Hareketin başladığı saattir öğlen saati. Biraz daha insanların dışarıya çıkmaya başladığı, işçinin çalıştığı, gencin, serbest olanın gezdiği, bir kişiye, bir işe, çaba harcayacak olanların, yavaş yavaş gitmeye hazırlandığı saat.
Peki öğleden sonra?
İnsan, öğleden sonraları için, hep bir heyecanlı, hep bir hevesli, o kadar da istekli.
Yaz aylarının öğle saatleri hep bir yakıcı olur bilirsiniz.
İnsanlar zaten gölgeye hasrettir.
Altında serinleten bir karanlığa.
Gölge, öğleni sevmez, sıcakla arası pek yoktur onun. o her daim daha özgür olan akşamı ve loş ışıkları sever.
Kimi sevenler, gölgelerin ardında görüşür.
Aileler görmesin diye, kimseler el etmesin diye veyahut insanlar bilmesin diye. Belki de daha özgür hissetmek için seçerler karanlığı, beden bedene korkusuzca değsin diye.
Gizem hep bir sevilir, karanlık hep bir güzeldir insanın aklında.
“Aydın olduk da ne aldık bu zamana kadar.” Der, karanlığa teslim olacak, gölge oyunlarını, saflığa tercih ederek, benliğinden uzaklaşan insan.

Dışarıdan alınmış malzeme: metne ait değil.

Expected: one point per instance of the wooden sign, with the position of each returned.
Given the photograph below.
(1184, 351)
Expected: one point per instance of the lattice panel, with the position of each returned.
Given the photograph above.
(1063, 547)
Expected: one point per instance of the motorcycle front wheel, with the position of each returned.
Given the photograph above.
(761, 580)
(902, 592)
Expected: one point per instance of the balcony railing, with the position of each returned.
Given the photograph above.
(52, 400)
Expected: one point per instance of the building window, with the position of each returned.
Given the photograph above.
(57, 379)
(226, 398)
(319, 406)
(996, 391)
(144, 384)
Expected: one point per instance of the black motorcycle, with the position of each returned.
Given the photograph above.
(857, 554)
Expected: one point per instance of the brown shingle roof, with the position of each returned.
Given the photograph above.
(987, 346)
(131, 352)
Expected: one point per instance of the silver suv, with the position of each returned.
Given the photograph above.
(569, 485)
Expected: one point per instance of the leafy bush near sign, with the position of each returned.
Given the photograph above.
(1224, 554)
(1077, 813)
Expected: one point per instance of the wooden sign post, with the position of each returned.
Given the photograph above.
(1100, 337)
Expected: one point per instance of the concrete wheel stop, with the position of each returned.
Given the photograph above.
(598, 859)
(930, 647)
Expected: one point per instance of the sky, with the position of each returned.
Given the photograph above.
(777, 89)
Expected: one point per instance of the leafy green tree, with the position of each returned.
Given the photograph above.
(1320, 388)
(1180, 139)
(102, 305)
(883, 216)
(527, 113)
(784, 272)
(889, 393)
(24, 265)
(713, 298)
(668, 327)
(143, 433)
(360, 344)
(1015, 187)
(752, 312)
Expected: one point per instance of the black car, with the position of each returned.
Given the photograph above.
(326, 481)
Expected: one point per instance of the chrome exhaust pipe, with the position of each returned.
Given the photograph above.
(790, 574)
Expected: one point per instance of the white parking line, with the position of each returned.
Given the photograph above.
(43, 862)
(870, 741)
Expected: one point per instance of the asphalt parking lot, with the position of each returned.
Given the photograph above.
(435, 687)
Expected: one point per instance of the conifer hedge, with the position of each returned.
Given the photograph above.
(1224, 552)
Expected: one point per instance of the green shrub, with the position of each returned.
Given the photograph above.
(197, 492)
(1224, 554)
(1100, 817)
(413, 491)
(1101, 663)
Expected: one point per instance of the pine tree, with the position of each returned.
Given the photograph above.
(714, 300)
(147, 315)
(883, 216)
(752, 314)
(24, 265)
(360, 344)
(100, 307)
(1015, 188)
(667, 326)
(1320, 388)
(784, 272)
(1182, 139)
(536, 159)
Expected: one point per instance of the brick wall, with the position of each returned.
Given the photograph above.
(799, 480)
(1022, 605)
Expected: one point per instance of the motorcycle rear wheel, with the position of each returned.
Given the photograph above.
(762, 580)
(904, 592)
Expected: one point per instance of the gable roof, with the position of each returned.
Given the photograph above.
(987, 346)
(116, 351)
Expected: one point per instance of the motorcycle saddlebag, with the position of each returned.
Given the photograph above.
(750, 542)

Aslında gölgeler bu değildir bilir misiniz?
Gölgelerin ardından bile kendini belli eden bir insan, bizim için en güzel insandır belki de.
Bir sözüm var; Bir kez bile yan yana gelemeden değdi ellerim ellerine, ondandır belki başlamadan kararan, gece gibi günlerimiz.
Sevgiyi gerçek hissettiren insan, karanlıkları aydın yaptığı gibi, gökteki gereksiz Güneşleri de ayın ardına gömmesini bilir.
Sahip çıkar sevdiceğine, gölgelerin içinde tek bırakamaz onu. Beraber severler geceleri. Beraber kapılırlar gölgelerin büyüsüne.
Sevgisizler adına çok soğuktur gölgeler, sevemezler karanlığı bir türlü zaten odadan gelmiyorlar ise eğer.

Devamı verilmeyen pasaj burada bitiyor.